Bawaslu Jembrana dan Pemerintah Desa Tegal Badeng Timur Bangun Sinergi Pengawasan Demokrasi yang Inklusif
|
Jembrana – Bawaslu Kabupaten Jembrana terus memperkuat koordinasi dengan para pemangku kepentingan sebagai bagian dari upaya menjaga kualitas demokrasi. Ketua Bawaslu Jembrana, Made Widiastra, melaksanakan Konsolidasi Demokrasi bersama Kepala Desa Tegal Badeng Timur, H. Ali Nuddin, di Kantor Desa Tegal Badeng Timur, Rabu (22/7/2026).
Pertemuan tersebut membahas sejumlah isu strategis yang berkaitan dengan pengawasan kepemiluan, khususnya mengenai data kependudukan sebagai salah satu sumber penting dalam proses Pemutakhiran Data Pemilih Berkelanjutan (PDPB). Dalam diskusi, kedua pihak juga bertukar informasi mengenai pentingnya akurasi data penduduk agar data pemilih senantiasa mutakhir dan sesuai kondisi di lapangan.
Selain itu, pembahasan turut menyoroti potensi politisasi isu suku, agama, ras, dan antargolongan (SARA) yang perlu diantisipasi sejak dini.
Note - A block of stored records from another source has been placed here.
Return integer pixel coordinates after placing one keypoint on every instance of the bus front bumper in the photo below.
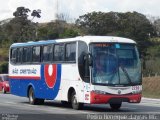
(107, 98)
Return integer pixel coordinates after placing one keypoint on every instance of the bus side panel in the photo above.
(41, 86)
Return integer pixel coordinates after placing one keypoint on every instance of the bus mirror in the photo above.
(90, 60)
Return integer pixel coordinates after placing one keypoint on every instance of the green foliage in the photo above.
(131, 25)
(4, 67)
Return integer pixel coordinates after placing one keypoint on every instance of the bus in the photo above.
(77, 71)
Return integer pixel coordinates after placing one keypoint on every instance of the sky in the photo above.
(72, 9)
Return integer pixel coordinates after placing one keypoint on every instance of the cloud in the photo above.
(75, 8)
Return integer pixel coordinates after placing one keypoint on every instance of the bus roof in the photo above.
(87, 39)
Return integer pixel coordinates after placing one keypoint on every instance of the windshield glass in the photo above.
(5, 78)
(115, 64)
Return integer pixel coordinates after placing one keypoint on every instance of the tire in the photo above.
(32, 99)
(3, 90)
(115, 106)
(75, 104)
(64, 102)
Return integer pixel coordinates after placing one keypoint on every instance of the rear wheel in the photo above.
(115, 106)
(3, 90)
(32, 99)
(74, 102)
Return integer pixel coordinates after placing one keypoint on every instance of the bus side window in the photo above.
(19, 55)
(70, 52)
(13, 55)
(82, 63)
(47, 53)
(59, 52)
(36, 54)
(27, 55)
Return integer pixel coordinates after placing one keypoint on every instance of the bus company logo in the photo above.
(119, 92)
(50, 73)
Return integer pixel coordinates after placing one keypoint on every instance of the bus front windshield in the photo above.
(115, 64)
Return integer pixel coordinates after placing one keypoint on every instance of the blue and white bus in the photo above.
(80, 70)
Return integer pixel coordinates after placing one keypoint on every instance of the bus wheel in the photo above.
(115, 106)
(75, 104)
(3, 90)
(32, 99)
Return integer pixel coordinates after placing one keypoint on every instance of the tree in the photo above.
(131, 25)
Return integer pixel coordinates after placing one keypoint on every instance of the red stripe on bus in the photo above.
(24, 77)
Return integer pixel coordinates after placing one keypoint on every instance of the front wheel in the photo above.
(74, 102)
(115, 106)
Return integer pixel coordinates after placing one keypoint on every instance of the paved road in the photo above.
(11, 105)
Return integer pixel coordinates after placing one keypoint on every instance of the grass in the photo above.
(151, 87)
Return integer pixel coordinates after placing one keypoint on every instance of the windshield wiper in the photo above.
(126, 74)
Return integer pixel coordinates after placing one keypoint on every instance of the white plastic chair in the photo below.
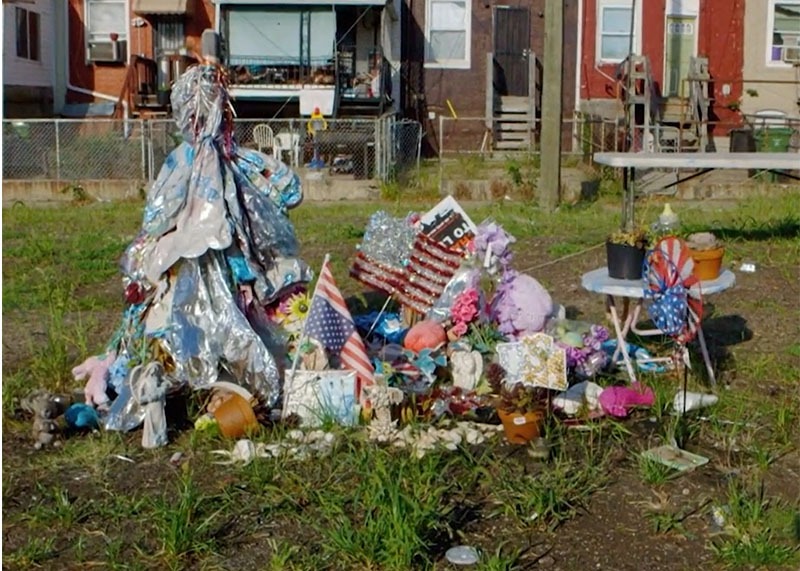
(289, 143)
(263, 137)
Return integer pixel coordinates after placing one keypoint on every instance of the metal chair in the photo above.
(263, 137)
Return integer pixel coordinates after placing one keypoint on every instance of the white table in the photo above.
(629, 162)
(621, 292)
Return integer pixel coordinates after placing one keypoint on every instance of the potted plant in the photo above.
(521, 409)
(625, 250)
(707, 252)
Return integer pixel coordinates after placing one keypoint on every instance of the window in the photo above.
(27, 34)
(168, 34)
(784, 28)
(614, 36)
(447, 33)
(106, 19)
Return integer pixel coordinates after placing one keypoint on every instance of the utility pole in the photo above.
(550, 140)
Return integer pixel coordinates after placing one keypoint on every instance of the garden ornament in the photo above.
(96, 370)
(150, 391)
(685, 401)
(467, 368)
(45, 411)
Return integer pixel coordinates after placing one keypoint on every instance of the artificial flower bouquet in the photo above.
(583, 343)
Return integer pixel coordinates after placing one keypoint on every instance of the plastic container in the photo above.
(235, 417)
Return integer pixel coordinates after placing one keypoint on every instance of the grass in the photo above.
(365, 506)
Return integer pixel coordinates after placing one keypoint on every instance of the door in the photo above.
(680, 45)
(512, 42)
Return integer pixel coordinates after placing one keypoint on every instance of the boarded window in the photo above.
(616, 26)
(785, 29)
(28, 36)
(447, 33)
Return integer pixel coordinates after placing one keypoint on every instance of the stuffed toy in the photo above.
(96, 369)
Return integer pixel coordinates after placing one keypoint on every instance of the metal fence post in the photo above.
(58, 152)
(144, 150)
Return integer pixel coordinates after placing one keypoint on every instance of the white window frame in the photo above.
(123, 28)
(770, 30)
(28, 13)
(459, 63)
(598, 44)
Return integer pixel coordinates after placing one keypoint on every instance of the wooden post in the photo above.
(550, 170)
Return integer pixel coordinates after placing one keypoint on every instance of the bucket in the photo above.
(235, 417)
(707, 263)
(624, 262)
(521, 428)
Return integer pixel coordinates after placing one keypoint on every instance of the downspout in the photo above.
(578, 134)
(95, 94)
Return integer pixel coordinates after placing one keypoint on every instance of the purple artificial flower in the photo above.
(520, 305)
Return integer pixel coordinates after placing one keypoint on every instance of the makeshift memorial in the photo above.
(150, 391)
(45, 410)
(583, 343)
(235, 416)
(215, 249)
(619, 400)
(520, 407)
(319, 396)
(448, 224)
(625, 251)
(534, 361)
(580, 397)
(427, 334)
(707, 252)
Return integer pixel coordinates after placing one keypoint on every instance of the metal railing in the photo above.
(67, 150)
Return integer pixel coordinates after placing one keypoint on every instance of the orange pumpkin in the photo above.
(427, 334)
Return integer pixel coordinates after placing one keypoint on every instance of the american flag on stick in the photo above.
(329, 322)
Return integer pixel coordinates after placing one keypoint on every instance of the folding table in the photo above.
(619, 294)
(705, 162)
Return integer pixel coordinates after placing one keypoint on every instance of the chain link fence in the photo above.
(77, 150)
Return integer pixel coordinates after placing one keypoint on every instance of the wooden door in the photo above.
(512, 42)
(681, 32)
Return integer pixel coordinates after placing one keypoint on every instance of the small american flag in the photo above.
(329, 322)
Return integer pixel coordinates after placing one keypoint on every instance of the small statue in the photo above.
(150, 391)
(45, 410)
(467, 369)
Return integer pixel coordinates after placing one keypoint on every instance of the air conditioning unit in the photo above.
(107, 52)
(791, 54)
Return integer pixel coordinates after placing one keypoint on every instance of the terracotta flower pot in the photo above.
(707, 263)
(521, 428)
(235, 417)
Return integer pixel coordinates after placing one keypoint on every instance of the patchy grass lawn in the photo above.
(595, 504)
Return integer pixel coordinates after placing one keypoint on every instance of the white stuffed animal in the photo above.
(96, 369)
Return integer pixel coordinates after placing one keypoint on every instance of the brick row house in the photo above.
(421, 58)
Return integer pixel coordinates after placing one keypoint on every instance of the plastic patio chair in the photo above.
(288, 142)
(263, 137)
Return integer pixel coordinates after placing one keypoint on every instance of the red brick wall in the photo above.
(428, 89)
(109, 78)
(720, 39)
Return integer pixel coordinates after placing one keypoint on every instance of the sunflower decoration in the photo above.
(299, 304)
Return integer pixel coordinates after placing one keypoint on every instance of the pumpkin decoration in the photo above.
(426, 334)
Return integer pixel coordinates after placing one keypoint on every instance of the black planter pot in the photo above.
(624, 262)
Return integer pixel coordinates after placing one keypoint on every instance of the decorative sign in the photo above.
(448, 224)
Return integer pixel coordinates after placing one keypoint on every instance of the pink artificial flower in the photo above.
(465, 307)
(459, 329)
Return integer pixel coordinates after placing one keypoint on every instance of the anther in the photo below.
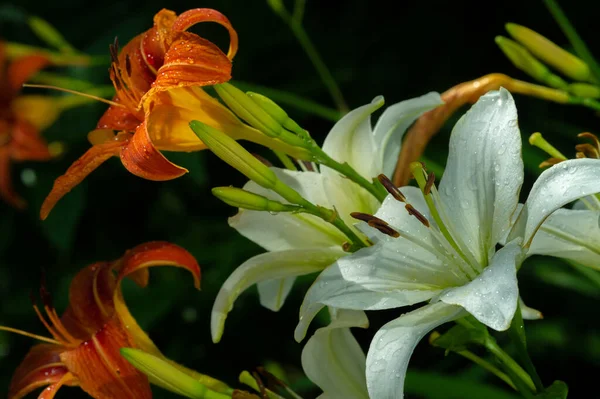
(429, 184)
(391, 188)
(413, 212)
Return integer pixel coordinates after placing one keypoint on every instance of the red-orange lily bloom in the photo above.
(87, 338)
(158, 78)
(21, 120)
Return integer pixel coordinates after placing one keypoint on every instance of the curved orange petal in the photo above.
(42, 366)
(198, 15)
(78, 171)
(138, 259)
(7, 193)
(101, 370)
(21, 69)
(140, 157)
(191, 61)
(27, 144)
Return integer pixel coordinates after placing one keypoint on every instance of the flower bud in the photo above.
(168, 376)
(550, 53)
(247, 200)
(584, 90)
(234, 154)
(522, 59)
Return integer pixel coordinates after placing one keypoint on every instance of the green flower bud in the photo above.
(247, 200)
(235, 155)
(549, 52)
(584, 90)
(164, 374)
(522, 59)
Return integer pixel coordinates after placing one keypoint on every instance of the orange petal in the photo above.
(78, 171)
(21, 69)
(119, 118)
(7, 193)
(27, 144)
(191, 61)
(140, 258)
(101, 370)
(140, 157)
(42, 366)
(198, 15)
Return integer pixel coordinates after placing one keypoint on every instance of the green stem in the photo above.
(578, 44)
(512, 367)
(315, 58)
(487, 366)
(517, 333)
(322, 158)
(293, 100)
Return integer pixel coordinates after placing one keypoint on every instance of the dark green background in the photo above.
(372, 48)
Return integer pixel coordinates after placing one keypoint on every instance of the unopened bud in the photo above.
(234, 154)
(549, 52)
(243, 199)
(525, 61)
(584, 90)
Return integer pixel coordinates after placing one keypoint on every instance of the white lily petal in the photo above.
(484, 173)
(267, 266)
(570, 234)
(286, 230)
(333, 359)
(351, 140)
(557, 186)
(394, 343)
(392, 125)
(528, 313)
(492, 296)
(272, 293)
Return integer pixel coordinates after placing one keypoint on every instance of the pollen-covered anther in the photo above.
(376, 223)
(420, 217)
(391, 188)
(588, 150)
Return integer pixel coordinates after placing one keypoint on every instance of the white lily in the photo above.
(333, 359)
(300, 244)
(450, 259)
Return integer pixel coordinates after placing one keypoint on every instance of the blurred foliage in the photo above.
(399, 50)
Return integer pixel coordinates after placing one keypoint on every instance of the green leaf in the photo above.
(558, 390)
(436, 386)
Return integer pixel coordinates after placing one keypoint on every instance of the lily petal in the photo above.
(493, 295)
(78, 171)
(570, 234)
(140, 157)
(42, 366)
(264, 267)
(392, 125)
(333, 359)
(557, 186)
(351, 140)
(484, 173)
(100, 368)
(394, 343)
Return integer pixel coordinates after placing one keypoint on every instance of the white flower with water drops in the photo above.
(440, 246)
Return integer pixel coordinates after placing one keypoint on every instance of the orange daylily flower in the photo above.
(158, 77)
(22, 117)
(84, 350)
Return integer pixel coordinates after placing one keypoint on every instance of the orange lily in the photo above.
(21, 120)
(158, 78)
(84, 350)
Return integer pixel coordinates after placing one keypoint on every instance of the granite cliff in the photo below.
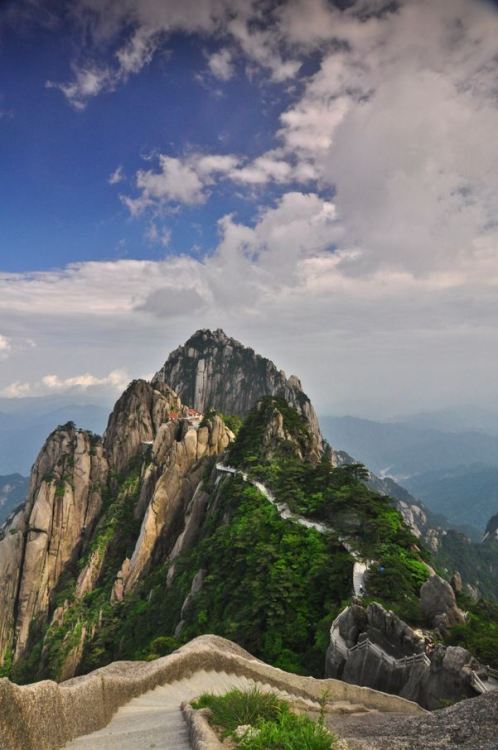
(182, 520)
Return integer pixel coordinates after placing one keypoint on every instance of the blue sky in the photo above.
(318, 178)
(58, 160)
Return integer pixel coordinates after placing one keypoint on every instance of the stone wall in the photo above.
(45, 715)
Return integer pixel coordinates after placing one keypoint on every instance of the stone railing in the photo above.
(479, 685)
(381, 654)
(45, 715)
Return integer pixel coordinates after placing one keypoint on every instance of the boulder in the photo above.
(438, 603)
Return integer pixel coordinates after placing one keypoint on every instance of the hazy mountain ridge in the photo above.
(28, 421)
(13, 491)
(402, 450)
(121, 549)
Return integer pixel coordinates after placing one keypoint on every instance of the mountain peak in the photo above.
(214, 371)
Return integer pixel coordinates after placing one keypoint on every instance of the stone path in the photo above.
(360, 566)
(155, 720)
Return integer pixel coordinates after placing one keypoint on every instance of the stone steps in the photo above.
(154, 719)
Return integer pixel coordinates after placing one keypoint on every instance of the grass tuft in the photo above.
(277, 727)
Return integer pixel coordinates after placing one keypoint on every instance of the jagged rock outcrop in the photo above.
(372, 646)
(213, 371)
(64, 501)
(13, 491)
(491, 533)
(439, 606)
(135, 420)
(179, 456)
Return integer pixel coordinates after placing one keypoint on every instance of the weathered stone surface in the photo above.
(176, 450)
(438, 603)
(214, 371)
(456, 582)
(381, 661)
(63, 503)
(136, 419)
(45, 716)
(469, 725)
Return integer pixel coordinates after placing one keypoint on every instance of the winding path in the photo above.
(155, 719)
(360, 566)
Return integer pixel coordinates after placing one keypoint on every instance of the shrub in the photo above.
(239, 707)
(291, 732)
(278, 728)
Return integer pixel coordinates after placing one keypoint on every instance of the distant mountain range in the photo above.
(13, 491)
(24, 424)
(452, 473)
(467, 494)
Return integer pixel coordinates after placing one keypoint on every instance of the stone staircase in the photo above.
(136, 705)
(155, 719)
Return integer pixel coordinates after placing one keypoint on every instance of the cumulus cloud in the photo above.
(221, 64)
(117, 176)
(283, 284)
(147, 22)
(398, 120)
(5, 346)
(117, 380)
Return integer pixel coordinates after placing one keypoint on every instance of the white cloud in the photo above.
(148, 23)
(221, 64)
(277, 285)
(116, 177)
(16, 390)
(117, 380)
(87, 83)
(5, 346)
(158, 236)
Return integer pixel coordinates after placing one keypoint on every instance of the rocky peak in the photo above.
(491, 533)
(63, 503)
(136, 418)
(215, 371)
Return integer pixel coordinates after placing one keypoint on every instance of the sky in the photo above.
(317, 178)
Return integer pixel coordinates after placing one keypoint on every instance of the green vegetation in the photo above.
(480, 633)
(275, 726)
(477, 563)
(239, 707)
(114, 538)
(281, 581)
(340, 498)
(291, 732)
(271, 585)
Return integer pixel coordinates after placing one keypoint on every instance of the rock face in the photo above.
(150, 432)
(136, 418)
(13, 491)
(213, 371)
(63, 504)
(375, 648)
(491, 533)
(438, 603)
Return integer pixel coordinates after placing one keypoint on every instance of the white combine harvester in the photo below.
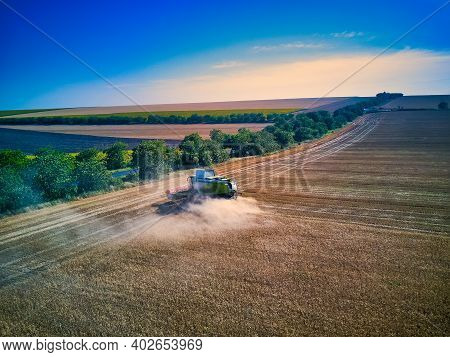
(205, 183)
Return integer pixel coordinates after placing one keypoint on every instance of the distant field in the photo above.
(188, 113)
(233, 106)
(418, 102)
(348, 237)
(30, 141)
(4, 113)
(138, 131)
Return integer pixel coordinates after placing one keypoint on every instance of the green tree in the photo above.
(91, 153)
(284, 138)
(192, 147)
(92, 175)
(217, 135)
(117, 156)
(13, 158)
(14, 193)
(152, 158)
(176, 158)
(54, 174)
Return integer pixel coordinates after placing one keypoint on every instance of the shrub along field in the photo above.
(173, 117)
(52, 175)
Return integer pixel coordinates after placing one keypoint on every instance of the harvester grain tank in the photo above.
(206, 183)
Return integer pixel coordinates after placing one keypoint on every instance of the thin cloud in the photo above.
(228, 64)
(287, 46)
(347, 34)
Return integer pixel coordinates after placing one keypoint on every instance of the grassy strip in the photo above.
(188, 113)
(4, 113)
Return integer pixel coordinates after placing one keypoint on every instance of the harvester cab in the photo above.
(206, 183)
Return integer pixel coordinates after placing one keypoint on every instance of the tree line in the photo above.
(51, 175)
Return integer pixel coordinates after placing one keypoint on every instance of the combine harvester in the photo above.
(205, 184)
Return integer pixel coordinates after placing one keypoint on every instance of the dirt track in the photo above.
(348, 236)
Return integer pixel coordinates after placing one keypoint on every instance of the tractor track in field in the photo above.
(37, 241)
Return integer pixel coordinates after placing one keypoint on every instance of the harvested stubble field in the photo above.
(243, 105)
(139, 131)
(418, 102)
(346, 236)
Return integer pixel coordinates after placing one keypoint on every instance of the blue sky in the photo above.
(178, 51)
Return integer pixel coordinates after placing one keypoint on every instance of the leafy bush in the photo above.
(153, 158)
(54, 174)
(92, 175)
(14, 159)
(14, 193)
(117, 156)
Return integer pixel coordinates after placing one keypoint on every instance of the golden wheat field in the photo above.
(348, 235)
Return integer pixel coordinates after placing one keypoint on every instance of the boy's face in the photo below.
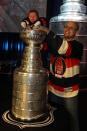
(70, 30)
(33, 17)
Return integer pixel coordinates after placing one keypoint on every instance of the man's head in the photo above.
(33, 15)
(70, 30)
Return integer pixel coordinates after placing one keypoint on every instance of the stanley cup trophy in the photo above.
(73, 10)
(29, 100)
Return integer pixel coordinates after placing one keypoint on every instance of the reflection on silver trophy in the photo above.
(29, 99)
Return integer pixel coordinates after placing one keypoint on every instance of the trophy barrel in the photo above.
(29, 99)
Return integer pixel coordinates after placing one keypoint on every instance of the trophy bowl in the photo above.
(36, 36)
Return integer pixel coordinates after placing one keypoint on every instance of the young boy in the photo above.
(33, 20)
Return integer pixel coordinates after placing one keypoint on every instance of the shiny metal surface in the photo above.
(29, 100)
(73, 10)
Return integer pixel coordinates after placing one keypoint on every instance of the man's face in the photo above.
(33, 17)
(70, 30)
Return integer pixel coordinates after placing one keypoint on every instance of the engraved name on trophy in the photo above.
(29, 99)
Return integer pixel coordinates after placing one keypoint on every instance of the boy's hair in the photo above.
(34, 11)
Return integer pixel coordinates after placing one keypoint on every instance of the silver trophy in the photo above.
(73, 10)
(29, 99)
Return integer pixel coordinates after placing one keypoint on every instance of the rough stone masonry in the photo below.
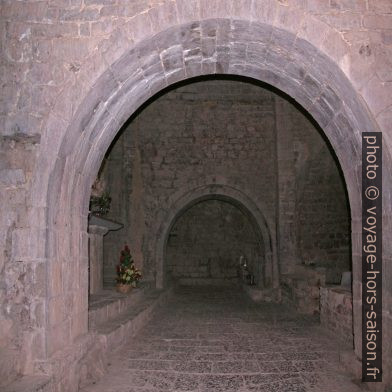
(73, 72)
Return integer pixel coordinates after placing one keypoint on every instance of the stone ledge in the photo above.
(30, 384)
(109, 304)
(116, 331)
(257, 294)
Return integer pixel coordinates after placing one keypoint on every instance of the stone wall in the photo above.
(202, 133)
(206, 243)
(314, 221)
(58, 61)
(336, 312)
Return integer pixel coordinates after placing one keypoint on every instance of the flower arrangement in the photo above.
(100, 205)
(127, 273)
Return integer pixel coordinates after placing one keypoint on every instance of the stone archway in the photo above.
(71, 152)
(219, 192)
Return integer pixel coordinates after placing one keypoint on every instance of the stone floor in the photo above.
(215, 339)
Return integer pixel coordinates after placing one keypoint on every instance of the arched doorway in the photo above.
(228, 195)
(70, 161)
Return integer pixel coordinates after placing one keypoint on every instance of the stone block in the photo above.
(12, 177)
(188, 10)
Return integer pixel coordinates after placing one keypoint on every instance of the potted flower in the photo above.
(127, 274)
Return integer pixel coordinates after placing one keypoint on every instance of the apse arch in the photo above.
(233, 196)
(71, 153)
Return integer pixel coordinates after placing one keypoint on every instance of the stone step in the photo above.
(109, 305)
(30, 384)
(117, 330)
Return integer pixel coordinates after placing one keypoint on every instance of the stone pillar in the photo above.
(97, 228)
(95, 247)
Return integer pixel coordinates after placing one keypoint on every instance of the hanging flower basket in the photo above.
(123, 288)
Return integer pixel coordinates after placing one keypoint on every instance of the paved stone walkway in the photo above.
(211, 339)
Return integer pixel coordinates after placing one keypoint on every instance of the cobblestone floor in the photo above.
(210, 339)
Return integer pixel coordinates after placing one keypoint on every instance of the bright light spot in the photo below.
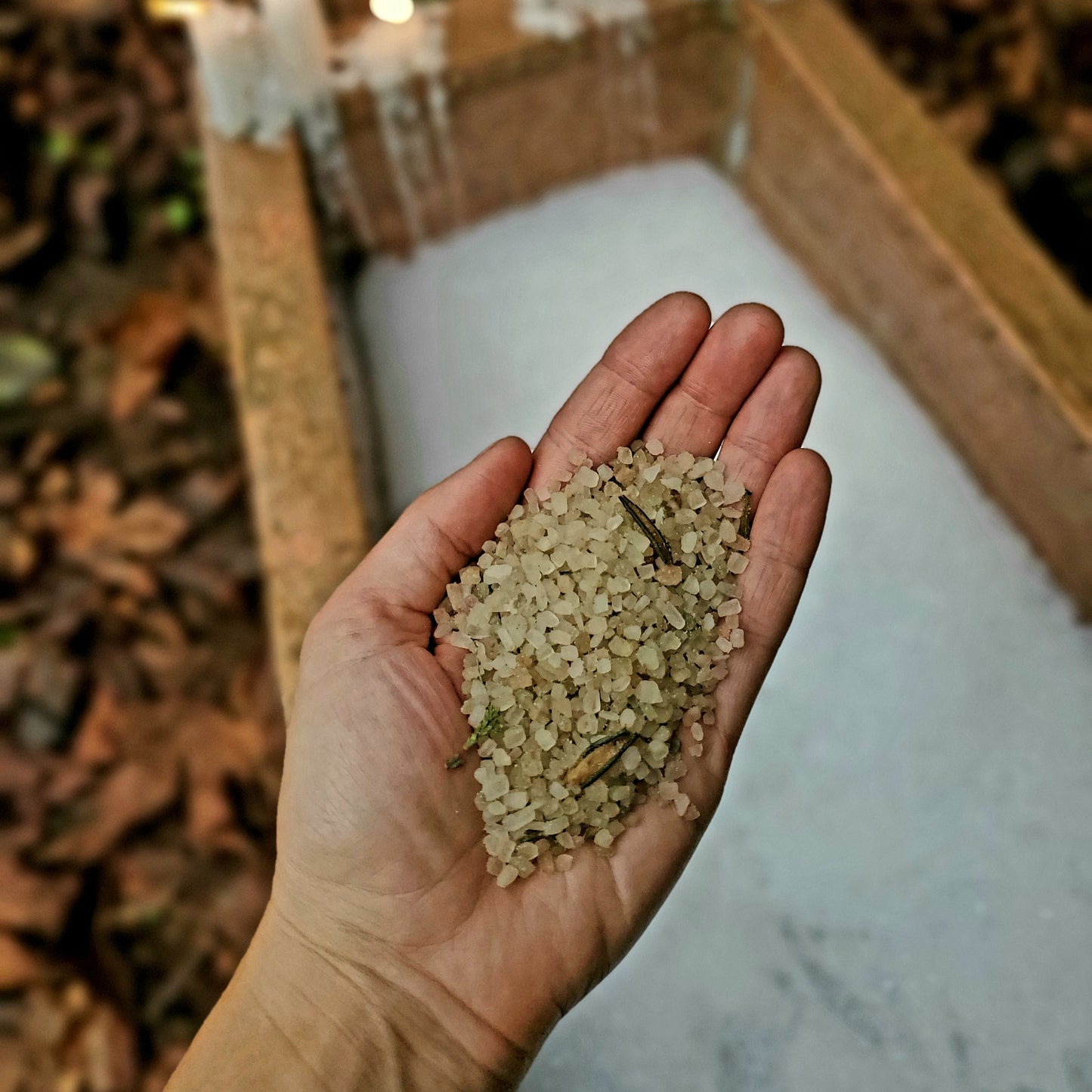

Bawaslu Jembrana menekankan bahwa mitigasi terhadap potensi kerawanan tersebut memerlukan sinergi seluruh elemen, termasuk pemerintah desa, agar kehidupan masyarakat tetap harmonis dan proses demokrasi dapat berlangsung dengan kondusif.
Ketua Bawaslu Jembrana, Made Widiastra, menyampaikan bahwa konsolidasi dengan pemerintah desa merupakan bagian dari upaya membangun komunikasi dan kolaborasi yang berkelanjutan dalam mendukung pengawasan partisipatif. Sinergi antarlembaga diharapkan dapat memperkuat kualitas data pemilih sekaligus meningkatkan kewaspadaan terhadap berbagai potensi kerawanan yang dapat memengaruhi penyelenggaraan demokrasi.